Still, we hysterically chuckled our way through the black tea with caramel and a cappuccino strong enough to blow the top of your head off. We live and learn.

Travelogue, Northern France. History, Norman Conquest, Britains relationship with Medieval Normandy.

Church of St Gervais Falaise

Despite its historical significance, Falaise is not that large and has a population of around 8500. What it does have is the Church of Saint Gervais in the town centre, originally Romanesque it was completed in 1124 and modified in the 13th, 15th and 16th Centuries, including some impressive leering Gothic gargoyles.

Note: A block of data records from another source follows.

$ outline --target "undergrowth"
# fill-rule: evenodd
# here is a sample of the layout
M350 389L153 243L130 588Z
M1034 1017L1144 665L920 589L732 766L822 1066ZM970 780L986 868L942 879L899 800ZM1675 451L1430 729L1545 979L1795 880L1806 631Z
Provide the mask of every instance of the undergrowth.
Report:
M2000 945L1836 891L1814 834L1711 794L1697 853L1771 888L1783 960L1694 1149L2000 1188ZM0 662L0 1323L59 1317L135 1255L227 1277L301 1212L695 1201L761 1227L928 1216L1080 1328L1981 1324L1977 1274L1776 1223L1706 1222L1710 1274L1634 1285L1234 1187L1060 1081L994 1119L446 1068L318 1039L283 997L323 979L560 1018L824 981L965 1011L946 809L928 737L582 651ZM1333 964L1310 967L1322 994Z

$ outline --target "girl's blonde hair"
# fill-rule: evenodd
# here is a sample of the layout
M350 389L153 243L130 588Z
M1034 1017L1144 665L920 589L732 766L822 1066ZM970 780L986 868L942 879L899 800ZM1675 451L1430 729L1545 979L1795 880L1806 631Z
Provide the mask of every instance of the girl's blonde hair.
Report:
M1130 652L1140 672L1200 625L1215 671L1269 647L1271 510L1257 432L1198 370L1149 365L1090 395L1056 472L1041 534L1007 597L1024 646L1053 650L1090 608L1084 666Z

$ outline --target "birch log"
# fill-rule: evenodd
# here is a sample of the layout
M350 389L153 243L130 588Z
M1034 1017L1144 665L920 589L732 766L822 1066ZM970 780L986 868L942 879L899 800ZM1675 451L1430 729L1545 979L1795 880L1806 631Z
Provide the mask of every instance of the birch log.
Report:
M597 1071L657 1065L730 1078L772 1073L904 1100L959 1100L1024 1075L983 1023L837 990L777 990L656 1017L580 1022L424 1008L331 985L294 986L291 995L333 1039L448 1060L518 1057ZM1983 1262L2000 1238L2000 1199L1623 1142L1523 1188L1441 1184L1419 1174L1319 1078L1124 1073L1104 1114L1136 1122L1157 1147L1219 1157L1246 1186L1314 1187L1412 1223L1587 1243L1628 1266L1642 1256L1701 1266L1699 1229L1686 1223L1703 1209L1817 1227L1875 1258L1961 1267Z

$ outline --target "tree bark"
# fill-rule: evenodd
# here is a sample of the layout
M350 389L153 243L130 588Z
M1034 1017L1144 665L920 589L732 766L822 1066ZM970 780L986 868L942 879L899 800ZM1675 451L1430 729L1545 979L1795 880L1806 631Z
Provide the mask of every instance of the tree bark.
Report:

Medieval Gothic architecture came hot on the heels of Romanesque and went through various stages as the builders became more skilled. In basic terms it started with making the round arches of Romanesque pointed, then followed the French obsession with up building. The thinner walls were divided into up into layers above the arcade of arches and piers sometimes supporting a gallery. The layers above, a ‘blind storey’ of arch window frames with no glass and a layer with windows supported by flying buttresses (think Notre Dame or Canterbury Cathedral). Gargoyles, which are really just drain pipes and are often have no purpose beyond decoration, are there to ward off evil spirits. This is the Gothic adopted and glammed by the Victorians as part of their romantic bent. Though knowing what a Gothic Church meant to your average medieval peasant, you have to seriously question the Victorian view of ‘romantic’.